Really it seemed more like an apothecary, with jars and bottles lining the wall all the way up to the ceiling. The owner thrust various scents and oils and cubes of soap-like aromatics our way, some of which smelled better than others. When Turner and I both mentioned our stuffy sinuses the owner stopped his demonstration to put some miniscule black pebbly looking things in a cloth and rubbed it vigorously against his palm. He pressed the cloth against my nostril and instructed me to inhale.
Startled, I did as I was told, and a strong, Vapo-rub-like scent darted up my nose, unlocking my nasal passages. I commented that I could breathe again through my nose. (Which is always a good thing. Unless you’re wandering through a medina. I’m talking to you, half-rancid meat smell.)
“Is good for snoring, too,” the man said, smiling at me.
“Then I could definitely use that,” I replied.
“You snore?” He looked incredulous.
“Oh you know it,” I replied, and the man roared with laughter. Do Moroccan women not snore? Does he think women in general don’t snore?
OMG. Is snoring unladylike?
If so I am screwed. I will never be a lady then, because let’s be honest: I’ve been known to wake myself up snoring.

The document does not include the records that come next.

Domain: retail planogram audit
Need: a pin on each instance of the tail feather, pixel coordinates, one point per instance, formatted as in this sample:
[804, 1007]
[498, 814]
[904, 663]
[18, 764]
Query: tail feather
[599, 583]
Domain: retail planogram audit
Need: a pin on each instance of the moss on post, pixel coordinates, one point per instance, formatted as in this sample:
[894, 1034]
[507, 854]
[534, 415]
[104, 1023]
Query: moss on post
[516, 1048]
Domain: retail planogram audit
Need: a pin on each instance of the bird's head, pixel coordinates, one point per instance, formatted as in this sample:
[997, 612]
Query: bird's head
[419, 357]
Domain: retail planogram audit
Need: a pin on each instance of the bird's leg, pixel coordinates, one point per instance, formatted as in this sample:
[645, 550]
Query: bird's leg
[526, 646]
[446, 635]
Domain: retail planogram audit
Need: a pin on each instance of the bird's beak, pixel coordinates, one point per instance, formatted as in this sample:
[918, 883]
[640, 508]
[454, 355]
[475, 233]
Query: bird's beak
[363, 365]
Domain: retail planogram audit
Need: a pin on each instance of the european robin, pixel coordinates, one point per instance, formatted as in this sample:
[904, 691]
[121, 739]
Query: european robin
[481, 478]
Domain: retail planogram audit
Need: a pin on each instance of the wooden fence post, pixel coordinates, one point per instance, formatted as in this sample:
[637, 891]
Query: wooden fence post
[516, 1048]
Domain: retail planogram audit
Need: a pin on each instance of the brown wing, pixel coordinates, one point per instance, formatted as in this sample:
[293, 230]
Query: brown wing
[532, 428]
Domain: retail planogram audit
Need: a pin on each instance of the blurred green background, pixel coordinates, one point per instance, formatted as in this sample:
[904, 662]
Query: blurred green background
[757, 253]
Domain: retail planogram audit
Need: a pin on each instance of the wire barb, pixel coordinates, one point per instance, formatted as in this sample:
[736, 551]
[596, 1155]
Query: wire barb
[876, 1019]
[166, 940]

More than once.
ANYWAY, he continued on with his presentation, dabbing oils that smelled like jasmine, or chamomile, or lavender, on our wrists, before pulling out a dark green tube. He unscrewed the cap to turn up a waxy, fluorescent green lipstick.
“This,” the man said, “is how to tell if you are sexy or not.”

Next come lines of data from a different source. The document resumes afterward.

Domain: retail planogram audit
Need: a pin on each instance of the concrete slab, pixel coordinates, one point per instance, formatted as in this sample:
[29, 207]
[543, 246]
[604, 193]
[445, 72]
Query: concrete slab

Turner and I raised our eyebrows.
“If you put it on, and it turns pink, you are sexy. If it stays green, you are not so sexy.”
He grabbed our hands and drew a streak first on Turner’s palm. “Oh! So sexy!” he said as the line on hers streaked a vivid, glaring pink. He did the same on mine. “Very sexy!” he said happily.
“Super sexy!” I exclaimed.
“Yes, super sexy!” the man repeated enthusiastically.
The super sexiness stayed with us the rest of the day. The damn lipstick wouldn’t come off for anything.
Hope your own super sexiness is just as long-lasting this Valentine’s Day.